The terms of the potential transaction are being reviewed by the Conflicts Committee of the Board of Directors of the general partner of PBF Logistics. The Conflicts Committee is composed of independent directors and was advised by Piper, Jaffray & Co., its financial advisor, and Vinson & Elkins LLP, its legal counsel.
PBF Logistics LP Reconciliation of amounts under US GAAP to Forecasted EBITDA (unaudited, in millions)

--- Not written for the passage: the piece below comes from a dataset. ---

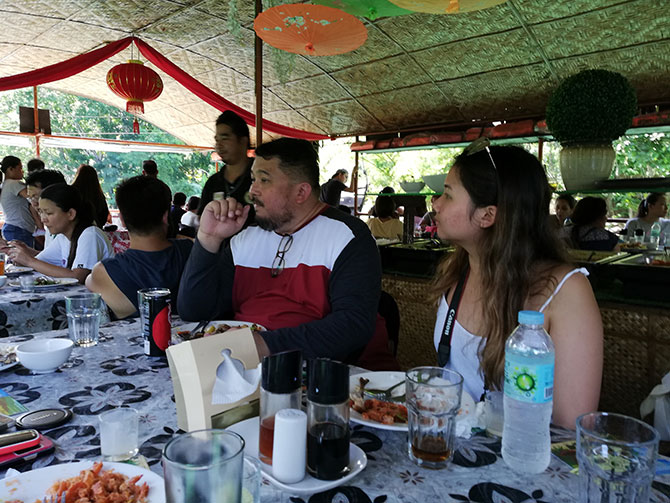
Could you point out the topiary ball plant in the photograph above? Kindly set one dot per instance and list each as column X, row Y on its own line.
column 592, row 106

Reconciliation of fifty percent TVPC acquired interest estimated
Net Income to estimated EBITDA:
Estimated net income
Add: Depreciation and amortization expense
Add: Interest expense, net and other financing costs
The Partnership defines EBITDA as net income (loss) before net interest expense, income tax expense, depreciation and amortization expense. EBITDA is a non-GAAP supplemental financial measure that management and external users of our consolidated financial statements, such as industry analysts, investors, lenders and rating agencies, may use to assess:
- our operating performance as compared to other publicly traded partnerships in the midstream energy industry, without regard to historical cost basis or financing methods;
- the ability of our assets to generate sufficient cash flow to make distributions to our unit holders;
- our ability to incur and service debt and fund capital expenditures; and
- the viability of acquisitions and other capital expenditure projects and the returns on investment of various investment opportunities.

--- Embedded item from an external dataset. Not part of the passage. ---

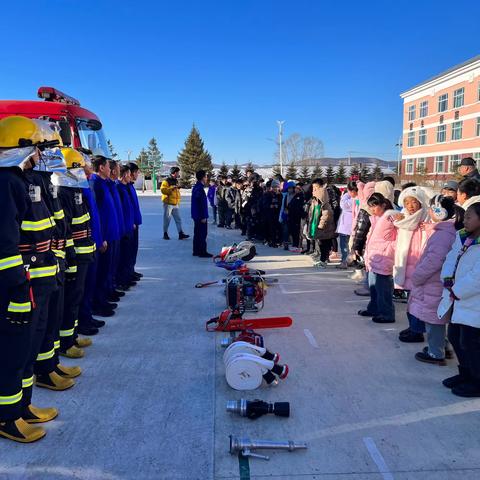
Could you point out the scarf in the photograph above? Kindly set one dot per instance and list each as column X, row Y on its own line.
column 406, row 227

The Partnership's management believes that the presentation of EBITDA provides useful information to investors in assessing our financial condition and results of operations. EBITDA should not be considered an alternative to net income, operating income, cash from operations or any other measure of financial performance or liquidity presented in accordance with GAAP. EBITDA has important limitations as an analytical tool because it excludes some but not all items that affect net income. Additionally, because EBITDA may be defined differently by other companies in our industry, our definition of EBITDA may not be comparable to similarly titled measures of other companies, thereby diminishing its utility. Due to the forward-looking nature of forecasted EBITDA, information to reconcile forecasted EBITDA to forecasted cash flow from operating activities is not available as management is unable to project working capital changes for future periods at this time.